In the midst of a democratic presidential election, the victor will inherit a torn country which is battling a cholera epidemic—that has already killed thousands living in remote areas— and is still in the recovery and reconstruction stage after the devastating earthquake. Described in more vivid and grim terms in the book, Hans Lindor sums up Haiti’s existence in one sentence: “The existence of the Haitian people seems based on despair, vicissitudes, and destitution.”
I am Going Where I Belong revolves around the cold-blooded murder of Hans Leger’s father and gang rape of his mother. Removed from their wealthy status, Hans and his family move to Florida where they are essentially the same people that Hans Leger watched from the car in downtown Haiti—destined to poverty. Surrounded by violence, poverty, and racism, Hans manages to launch his writing career and lift his family out of poverty.
Written masterfully by Hans Lindor, one of the moving images of the book—at the beginning—describes Hans Leger looking on as a fifteen-year-old girl is forced into prostitution. Though this is a fictional tale, it is not far from reality. The Miami Herald reports that earthquake survivors are being smuggled into the Dominican Republic and used as prostitutes, drug peddlers, and beggars. It is astonishing to see innocent individuals at the mercy of their grim circumstances. The question arises, however, that if the Haitian Diaspora continues, who will be left to save the nation and restore peace and order?

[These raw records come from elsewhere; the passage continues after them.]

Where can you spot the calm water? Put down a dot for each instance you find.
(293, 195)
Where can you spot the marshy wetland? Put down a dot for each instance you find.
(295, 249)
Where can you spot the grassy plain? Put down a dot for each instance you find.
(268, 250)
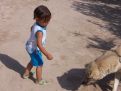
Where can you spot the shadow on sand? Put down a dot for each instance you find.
(99, 43)
(110, 14)
(72, 79)
(11, 63)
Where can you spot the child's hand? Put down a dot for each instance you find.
(49, 56)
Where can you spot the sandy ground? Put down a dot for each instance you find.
(71, 39)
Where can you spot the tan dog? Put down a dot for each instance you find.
(109, 62)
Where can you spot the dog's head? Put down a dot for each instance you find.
(118, 50)
(92, 73)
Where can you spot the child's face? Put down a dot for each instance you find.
(42, 22)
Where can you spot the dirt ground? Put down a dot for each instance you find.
(79, 32)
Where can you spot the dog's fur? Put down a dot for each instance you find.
(109, 62)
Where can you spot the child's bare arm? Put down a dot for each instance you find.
(42, 49)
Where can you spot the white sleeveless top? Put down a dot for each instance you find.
(31, 44)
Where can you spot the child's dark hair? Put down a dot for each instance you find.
(42, 12)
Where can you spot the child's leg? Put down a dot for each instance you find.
(39, 73)
(28, 69)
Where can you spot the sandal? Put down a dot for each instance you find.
(25, 76)
(41, 82)
(28, 75)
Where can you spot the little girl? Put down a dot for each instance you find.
(36, 42)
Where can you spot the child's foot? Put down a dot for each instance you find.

Despite the tragedy-filled events of the book, I Am Going Where I Belong sends the message of hope, positive thinking, and overcoming adversity and hardship. The fact is that many Haitians have fled the country in fear for their lives. Democracy is practically invisible while the state of nation has been unchanged for decades. To this day, it remains vulnerable, treacherous, and violent.

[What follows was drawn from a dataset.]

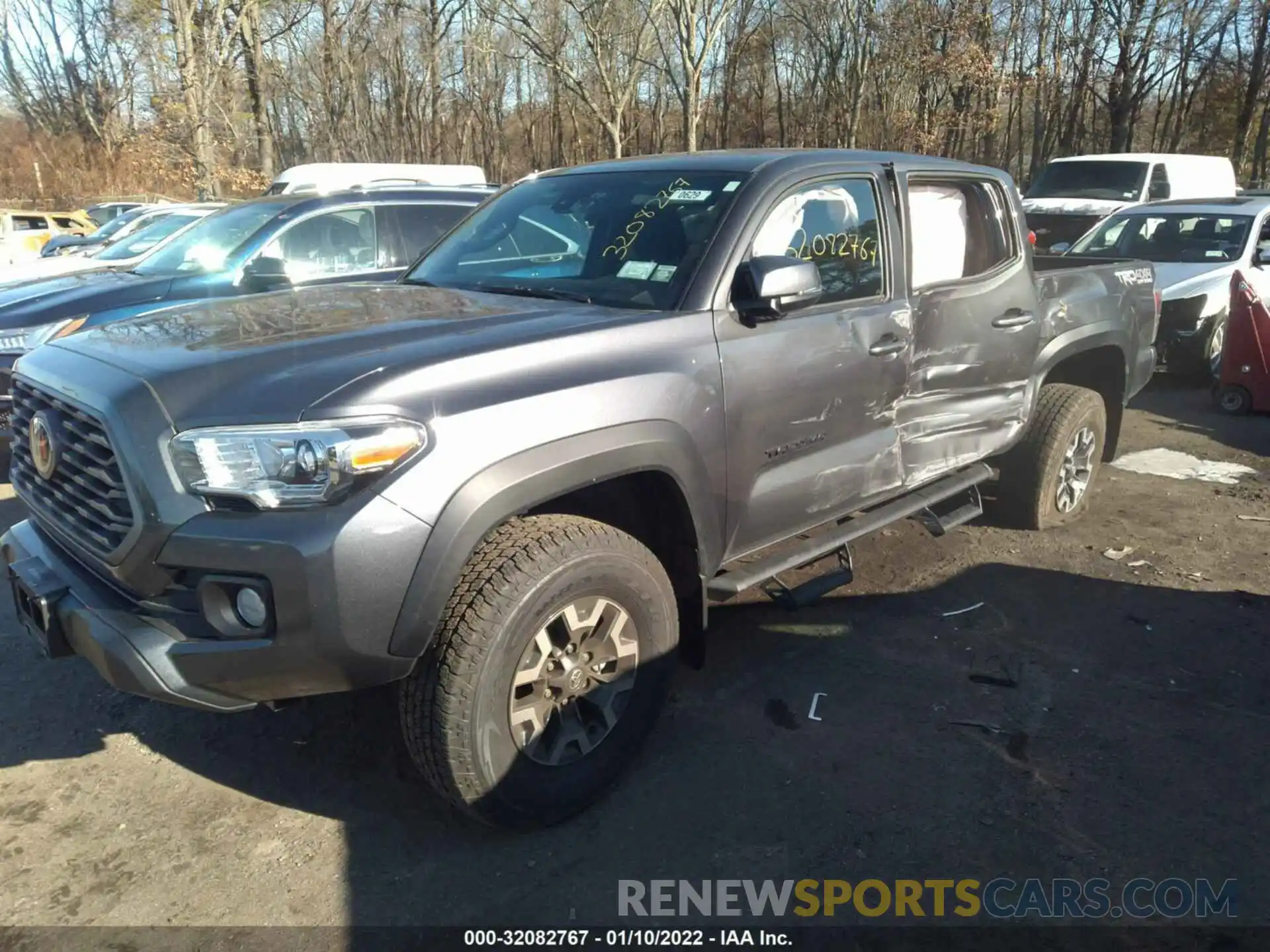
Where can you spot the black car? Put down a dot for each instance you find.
(266, 244)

Ultimately, I Am Going Where I Belong demonstrates that one can overcome social hardships. An award-winning novelist, screenwriter and playwright, Hans Lindor uses his extenuating life experiences to advocate against violence—both in the book as well as public speaking stints in Michigan, Ohio, Indiana, and Florida. His message is clear and simple: never let racial barriers, poverty, or hopelessness rob you of your dreams and prevent you from achieving greatness.